British writer Eric Newby, author of the travel classic
A Short Walk in the Hindu Kush
, has died, his family said today. He was 86.
Newby died of natural causes, his daughter Sonia Ashmore said. She said her father "passed away peacefully on Friday evening" near Guildford in southern England.
Born and raised in London, Newby gave up a job in advertising in 1938 to sail on a Finnish grain ship to Australia and back, a voyage he later recounted in The Last Grain Race.
Newby served with the elite Special Boat Section during World War II. Captured during an operation off the Italian coast in 1942, he spent three years in a prisoner of war camp.

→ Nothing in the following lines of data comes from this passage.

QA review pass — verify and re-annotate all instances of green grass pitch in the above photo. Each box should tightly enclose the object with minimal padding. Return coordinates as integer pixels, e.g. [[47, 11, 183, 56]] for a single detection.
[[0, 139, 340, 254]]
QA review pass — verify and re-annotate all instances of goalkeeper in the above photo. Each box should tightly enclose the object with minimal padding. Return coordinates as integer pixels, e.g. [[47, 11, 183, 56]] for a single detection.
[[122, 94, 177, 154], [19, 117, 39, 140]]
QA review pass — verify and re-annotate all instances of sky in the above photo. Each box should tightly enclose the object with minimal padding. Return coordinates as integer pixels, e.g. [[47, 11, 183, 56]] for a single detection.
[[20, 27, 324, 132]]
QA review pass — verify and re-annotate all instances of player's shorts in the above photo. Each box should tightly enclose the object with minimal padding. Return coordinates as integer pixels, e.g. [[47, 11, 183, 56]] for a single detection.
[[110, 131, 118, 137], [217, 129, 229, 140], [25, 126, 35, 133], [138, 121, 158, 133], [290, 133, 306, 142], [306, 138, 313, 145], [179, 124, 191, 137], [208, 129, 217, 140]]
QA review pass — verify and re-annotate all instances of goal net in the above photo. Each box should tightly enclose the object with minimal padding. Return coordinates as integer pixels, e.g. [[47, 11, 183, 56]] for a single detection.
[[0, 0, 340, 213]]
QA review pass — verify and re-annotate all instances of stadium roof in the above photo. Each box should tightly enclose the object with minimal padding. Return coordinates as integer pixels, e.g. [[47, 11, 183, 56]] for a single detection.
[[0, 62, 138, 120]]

He managed to escape, and before being recaptured met a young Italian-Slovenian woman, Wanda Skof, whom he married in 1946.
After the war Newby worked in the fashion business before setting out - with almost no mountaineering training - to climb Afghanistan's Mir Samir. The journey, alternately funny and thrilling, is recounted in A Short Walk in the Hindu Kush (1958), a book that has remained in print for half a century.
Newby served as travel editor of The Observer newspaper between 1964 and 1973 and continued to travel, frequently accompanied by his wife. His travel books include Slowly Down the Ganges, Round Ireland in Low Gear, Love And War In The Apennines - about his wartime experience - and On The Shores Of The Mediterranean.